Jason Rantz
Do we really want surveillance cameras in black neighborhoods?
Black community leaders are asking for surveillance cameras to be installed in predominantly black neighborhoods where there is higher than normal crime rates.
“We don’t want to feel police are profiling young men and women,” Katoya Palmer told KING 5. “We don’t want to feel like they’re using force that’s unreasonable. Don’t want to feel like we can’t come to these corners and congregate.”
Well, what do you think putting a black community under surveillance is going to do exactly?

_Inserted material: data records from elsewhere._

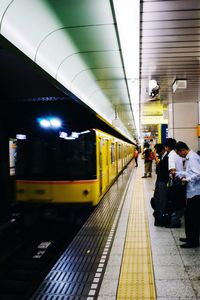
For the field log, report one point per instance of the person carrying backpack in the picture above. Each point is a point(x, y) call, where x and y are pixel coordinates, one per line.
point(148, 158)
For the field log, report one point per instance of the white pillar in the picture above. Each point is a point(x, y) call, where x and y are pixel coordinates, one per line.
point(183, 121)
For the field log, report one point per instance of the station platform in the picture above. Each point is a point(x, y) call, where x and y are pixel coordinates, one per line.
point(120, 254)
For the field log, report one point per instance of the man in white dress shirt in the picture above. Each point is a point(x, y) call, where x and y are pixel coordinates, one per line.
point(176, 192)
point(191, 177)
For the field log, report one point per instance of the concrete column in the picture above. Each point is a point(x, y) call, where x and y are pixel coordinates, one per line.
point(183, 120)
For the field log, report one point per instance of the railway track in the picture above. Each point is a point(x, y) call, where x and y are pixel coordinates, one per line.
point(27, 254)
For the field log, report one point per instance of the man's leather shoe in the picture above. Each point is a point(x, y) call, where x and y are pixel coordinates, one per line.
point(184, 240)
point(189, 245)
point(173, 226)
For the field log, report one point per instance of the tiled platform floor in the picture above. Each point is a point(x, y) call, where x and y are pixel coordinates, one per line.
point(176, 270)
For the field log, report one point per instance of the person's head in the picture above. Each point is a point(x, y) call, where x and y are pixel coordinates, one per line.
point(146, 145)
point(159, 148)
point(181, 149)
point(170, 144)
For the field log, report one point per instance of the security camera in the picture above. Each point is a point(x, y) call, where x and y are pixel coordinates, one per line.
point(153, 88)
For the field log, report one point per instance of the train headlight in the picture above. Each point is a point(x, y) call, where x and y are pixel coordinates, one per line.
point(50, 123)
point(85, 192)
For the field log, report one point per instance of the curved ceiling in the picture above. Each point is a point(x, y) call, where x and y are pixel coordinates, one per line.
point(76, 42)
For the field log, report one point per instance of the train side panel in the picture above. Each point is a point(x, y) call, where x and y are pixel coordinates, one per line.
point(84, 191)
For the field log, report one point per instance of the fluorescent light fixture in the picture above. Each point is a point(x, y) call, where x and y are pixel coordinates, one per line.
point(62, 134)
point(83, 132)
point(179, 84)
point(152, 84)
point(49, 122)
point(55, 123)
point(21, 136)
point(44, 123)
point(128, 23)
point(75, 135)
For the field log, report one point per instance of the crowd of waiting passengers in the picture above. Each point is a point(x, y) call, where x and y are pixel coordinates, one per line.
point(177, 187)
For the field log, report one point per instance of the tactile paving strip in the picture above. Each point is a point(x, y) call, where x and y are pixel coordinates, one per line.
point(79, 271)
point(136, 277)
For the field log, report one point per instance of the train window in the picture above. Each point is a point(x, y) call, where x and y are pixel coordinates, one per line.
point(112, 153)
point(119, 151)
point(56, 159)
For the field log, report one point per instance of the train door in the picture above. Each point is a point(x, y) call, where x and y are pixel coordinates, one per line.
point(100, 167)
point(107, 163)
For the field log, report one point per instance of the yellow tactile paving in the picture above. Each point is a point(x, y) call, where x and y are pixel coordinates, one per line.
point(136, 278)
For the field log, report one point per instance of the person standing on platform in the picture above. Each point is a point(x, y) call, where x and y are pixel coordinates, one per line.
point(191, 178)
point(136, 153)
point(148, 158)
point(160, 193)
point(176, 192)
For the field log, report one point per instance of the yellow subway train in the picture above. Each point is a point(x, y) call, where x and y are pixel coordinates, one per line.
point(52, 169)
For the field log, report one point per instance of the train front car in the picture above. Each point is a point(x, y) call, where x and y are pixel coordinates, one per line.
point(52, 169)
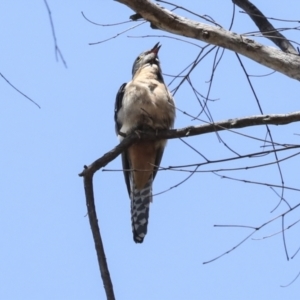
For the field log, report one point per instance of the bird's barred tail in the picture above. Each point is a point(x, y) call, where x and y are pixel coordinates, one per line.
point(140, 202)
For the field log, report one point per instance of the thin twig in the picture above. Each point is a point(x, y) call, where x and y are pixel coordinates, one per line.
point(56, 48)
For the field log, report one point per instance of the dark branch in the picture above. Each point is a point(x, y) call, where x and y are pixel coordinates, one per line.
point(265, 27)
point(90, 203)
point(256, 120)
point(19, 91)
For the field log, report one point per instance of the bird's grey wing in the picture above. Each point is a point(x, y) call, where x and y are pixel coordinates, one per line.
point(158, 158)
point(118, 125)
point(118, 106)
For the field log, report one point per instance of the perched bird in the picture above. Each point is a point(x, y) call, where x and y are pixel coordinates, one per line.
point(143, 103)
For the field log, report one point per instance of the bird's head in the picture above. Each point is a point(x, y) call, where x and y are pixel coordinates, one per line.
point(147, 57)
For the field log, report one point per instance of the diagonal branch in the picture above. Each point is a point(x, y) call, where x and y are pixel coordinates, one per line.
point(285, 63)
point(265, 27)
point(256, 120)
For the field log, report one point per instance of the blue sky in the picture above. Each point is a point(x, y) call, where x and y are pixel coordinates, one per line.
point(47, 251)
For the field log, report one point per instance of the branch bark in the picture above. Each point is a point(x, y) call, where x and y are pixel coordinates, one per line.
point(90, 203)
point(256, 120)
point(265, 27)
point(285, 63)
point(89, 171)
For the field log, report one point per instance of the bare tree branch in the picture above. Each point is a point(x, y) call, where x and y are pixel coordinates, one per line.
point(285, 63)
point(56, 48)
point(256, 120)
point(90, 203)
point(265, 27)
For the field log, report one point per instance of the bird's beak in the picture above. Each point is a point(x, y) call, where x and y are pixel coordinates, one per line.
point(156, 48)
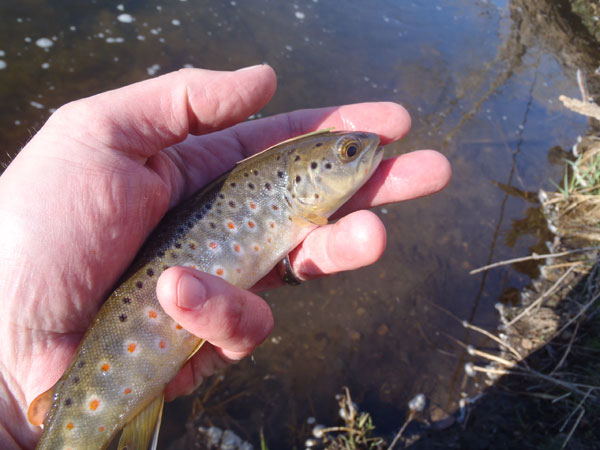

This idea of putting cameras around black neighborhoods is something SPD Chief Kathleen O’Toole is open to but she’s a bit cautious.
“If the community is coming to us and demanding cameras in a high-crime neighborhood, we need to be responsive, we need to work with them, but we need policies around retention … around privacy, to strike the right balance,” O’Toole said.
The chief says she will get community input and work with the ACLU to come up with a surveillance camera program, because you always have to get the blessings of the ACLU before you do anything in a progressive city.
It sounds like an awful idea.
Just from the optics of it, you’ve got a white mayor, some white city council members, a white police chief putting cameras up in black neighborhoods. That doesn’t look good.
And from a privacy standpoint, do you want to live with big brother watching? Now maybe you do — maybe you think this will be meaningful but think of the implications.
Let’s say you put up the cameras and the crime rate goes down in Central Seattle. It’s a success. If it’s a success, wouldn’t you want to add more cameras elsewhere?
The folks in Redmond and Bainbridge and Milton don’t want crime — they’re relatively low-crime areas, but any one robbery is one too many. I imagine someone saying we should be proactive and put the cameras up. Are you comfortable with that?
Maybe some of the privacy concerns are overstated. London has a ton of cameras around to catch bad guys doing bad things. I never once felt strange being captured by these cameras when I visited in March. But crime still exists, so it’s not like this idea is full proof.